The government's latest update to its program dealing with the persistent problem of suicides calls for a 30 percent cut in the ratio of suicides per 100,000 people — which is declining but still the worst among the Group of Seven countries — in the next decade. What's worrying is that the ratio has remained roughly flat among youths under 20, including those cornered into taking their own lives after being bullied at school. Suicide is the top cause of death among Japanese from those in their late teens to people in their 30s.

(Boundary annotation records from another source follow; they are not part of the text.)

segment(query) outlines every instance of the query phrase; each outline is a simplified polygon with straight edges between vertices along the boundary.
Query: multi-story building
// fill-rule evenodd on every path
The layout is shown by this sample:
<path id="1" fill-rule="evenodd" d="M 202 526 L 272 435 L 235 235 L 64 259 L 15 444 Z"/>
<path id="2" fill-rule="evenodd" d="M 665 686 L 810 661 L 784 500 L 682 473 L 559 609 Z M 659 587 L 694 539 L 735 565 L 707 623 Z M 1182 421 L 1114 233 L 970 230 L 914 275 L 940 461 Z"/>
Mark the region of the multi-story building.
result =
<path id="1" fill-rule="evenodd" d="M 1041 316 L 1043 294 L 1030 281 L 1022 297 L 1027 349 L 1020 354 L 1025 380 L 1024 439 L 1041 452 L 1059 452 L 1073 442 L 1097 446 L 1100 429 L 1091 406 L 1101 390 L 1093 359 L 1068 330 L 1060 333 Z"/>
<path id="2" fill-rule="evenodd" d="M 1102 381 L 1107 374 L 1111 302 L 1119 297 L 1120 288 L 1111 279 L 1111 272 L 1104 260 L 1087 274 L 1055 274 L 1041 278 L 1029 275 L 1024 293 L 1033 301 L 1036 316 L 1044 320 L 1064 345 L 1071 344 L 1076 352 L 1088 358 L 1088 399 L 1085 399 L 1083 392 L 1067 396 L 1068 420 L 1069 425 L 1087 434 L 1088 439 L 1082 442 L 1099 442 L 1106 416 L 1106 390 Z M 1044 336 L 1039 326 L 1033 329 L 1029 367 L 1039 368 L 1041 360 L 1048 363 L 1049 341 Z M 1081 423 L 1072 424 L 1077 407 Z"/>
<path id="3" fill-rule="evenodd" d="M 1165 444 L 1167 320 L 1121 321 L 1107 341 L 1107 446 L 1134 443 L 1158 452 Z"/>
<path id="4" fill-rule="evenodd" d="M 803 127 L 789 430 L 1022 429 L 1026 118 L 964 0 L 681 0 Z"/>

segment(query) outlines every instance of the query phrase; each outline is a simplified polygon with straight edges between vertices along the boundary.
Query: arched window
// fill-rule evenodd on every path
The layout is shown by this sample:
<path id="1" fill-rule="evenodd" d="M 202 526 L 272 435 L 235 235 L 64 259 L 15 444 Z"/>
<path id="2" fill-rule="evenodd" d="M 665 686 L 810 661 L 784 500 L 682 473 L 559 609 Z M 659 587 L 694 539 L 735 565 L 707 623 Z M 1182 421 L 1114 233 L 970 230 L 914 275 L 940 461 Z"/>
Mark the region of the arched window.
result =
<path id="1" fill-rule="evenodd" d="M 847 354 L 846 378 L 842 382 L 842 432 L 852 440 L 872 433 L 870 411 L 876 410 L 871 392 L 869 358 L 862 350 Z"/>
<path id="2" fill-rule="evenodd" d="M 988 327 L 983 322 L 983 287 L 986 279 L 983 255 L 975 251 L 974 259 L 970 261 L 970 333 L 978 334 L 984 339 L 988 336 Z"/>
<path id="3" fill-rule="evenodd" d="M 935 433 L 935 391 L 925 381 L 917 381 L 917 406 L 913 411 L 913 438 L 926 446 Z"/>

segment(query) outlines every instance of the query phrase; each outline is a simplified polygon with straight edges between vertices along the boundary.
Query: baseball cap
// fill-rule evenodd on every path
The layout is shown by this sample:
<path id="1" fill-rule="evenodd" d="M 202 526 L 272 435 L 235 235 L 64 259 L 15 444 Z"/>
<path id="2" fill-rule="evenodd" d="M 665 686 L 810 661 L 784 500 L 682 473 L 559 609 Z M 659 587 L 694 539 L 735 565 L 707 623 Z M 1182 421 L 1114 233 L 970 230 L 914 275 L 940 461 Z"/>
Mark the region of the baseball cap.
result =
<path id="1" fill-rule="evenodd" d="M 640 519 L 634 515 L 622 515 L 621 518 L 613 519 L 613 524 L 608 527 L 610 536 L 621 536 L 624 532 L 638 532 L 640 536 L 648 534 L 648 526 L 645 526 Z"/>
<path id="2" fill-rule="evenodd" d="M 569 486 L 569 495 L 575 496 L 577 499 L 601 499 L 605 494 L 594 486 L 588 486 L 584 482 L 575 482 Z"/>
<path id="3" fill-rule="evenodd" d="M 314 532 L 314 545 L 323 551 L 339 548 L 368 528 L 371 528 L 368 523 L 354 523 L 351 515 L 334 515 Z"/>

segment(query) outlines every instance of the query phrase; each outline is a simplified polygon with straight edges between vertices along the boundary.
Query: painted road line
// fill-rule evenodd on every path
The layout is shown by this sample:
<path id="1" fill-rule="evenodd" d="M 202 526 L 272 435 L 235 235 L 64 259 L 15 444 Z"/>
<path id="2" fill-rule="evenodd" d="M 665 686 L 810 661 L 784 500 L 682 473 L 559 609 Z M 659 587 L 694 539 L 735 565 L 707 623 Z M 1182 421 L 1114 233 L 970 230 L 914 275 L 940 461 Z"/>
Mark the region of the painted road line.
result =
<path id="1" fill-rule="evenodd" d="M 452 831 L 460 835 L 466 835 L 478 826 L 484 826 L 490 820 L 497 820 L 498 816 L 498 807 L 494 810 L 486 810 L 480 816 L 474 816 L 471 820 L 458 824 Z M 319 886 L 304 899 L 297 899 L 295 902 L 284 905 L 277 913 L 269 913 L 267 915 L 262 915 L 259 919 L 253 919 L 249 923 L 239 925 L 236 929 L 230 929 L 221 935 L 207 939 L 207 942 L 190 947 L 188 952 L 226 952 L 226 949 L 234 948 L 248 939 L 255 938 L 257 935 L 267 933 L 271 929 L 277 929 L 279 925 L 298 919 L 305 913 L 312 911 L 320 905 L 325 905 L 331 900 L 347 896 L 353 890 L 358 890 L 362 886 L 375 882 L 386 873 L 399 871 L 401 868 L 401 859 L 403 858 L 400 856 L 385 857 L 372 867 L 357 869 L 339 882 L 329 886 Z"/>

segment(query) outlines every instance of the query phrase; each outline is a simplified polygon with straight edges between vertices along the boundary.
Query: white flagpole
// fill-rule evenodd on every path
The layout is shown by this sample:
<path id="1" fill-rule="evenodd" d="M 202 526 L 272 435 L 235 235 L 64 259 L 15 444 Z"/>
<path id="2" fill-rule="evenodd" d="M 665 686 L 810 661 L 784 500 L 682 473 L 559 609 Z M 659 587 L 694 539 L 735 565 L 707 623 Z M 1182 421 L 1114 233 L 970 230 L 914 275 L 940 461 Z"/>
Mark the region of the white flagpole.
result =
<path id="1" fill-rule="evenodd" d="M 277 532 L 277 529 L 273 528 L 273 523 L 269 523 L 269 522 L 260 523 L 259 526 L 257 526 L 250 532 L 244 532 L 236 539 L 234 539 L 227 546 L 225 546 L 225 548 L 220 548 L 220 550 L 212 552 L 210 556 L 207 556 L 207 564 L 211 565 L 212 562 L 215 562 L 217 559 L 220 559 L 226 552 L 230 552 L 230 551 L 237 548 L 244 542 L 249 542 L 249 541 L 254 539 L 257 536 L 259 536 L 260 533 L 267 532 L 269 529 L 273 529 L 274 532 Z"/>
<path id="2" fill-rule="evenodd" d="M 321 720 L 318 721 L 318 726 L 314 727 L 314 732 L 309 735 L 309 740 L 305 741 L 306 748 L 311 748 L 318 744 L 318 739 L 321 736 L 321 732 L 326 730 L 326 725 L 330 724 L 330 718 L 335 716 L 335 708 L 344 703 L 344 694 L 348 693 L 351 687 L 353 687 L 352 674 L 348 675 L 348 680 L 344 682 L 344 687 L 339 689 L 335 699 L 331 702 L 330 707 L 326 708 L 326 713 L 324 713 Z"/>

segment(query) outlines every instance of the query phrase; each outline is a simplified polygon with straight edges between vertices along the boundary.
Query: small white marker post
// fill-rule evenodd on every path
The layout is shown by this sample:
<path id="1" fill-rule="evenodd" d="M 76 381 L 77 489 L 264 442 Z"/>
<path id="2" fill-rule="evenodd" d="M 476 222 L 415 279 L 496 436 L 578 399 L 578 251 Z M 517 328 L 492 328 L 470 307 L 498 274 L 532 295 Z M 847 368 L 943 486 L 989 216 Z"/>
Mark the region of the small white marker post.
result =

Among the efforts to stop youth suicides, the new measures adopted last week call for developing a system to provide counseling on social networking sites to schoolchildren suffering from bullying as well as promoting education in schools that encourages troubled kids to cry out for help. For such efforts to work, teachers and school officials must be counted on to act when distressed children ask them for help, and support needs to be provided to enable them to do the job.
The number of people who killed themselves in Japan in 2016 was 21,897 — the seventh annual decline in a row and down sharply from the peak of 34,427 in 2003, when the number is believed to have surged due to economic hardships in the aftermath of the collapse of the bubble boom in the early 1990s. The number has been on a decline after topping 30,000 every year from 1998 to 2011. Still, the suicide rate of 18.5 per 100,000 people as of 2015 remains higher than in other major economies.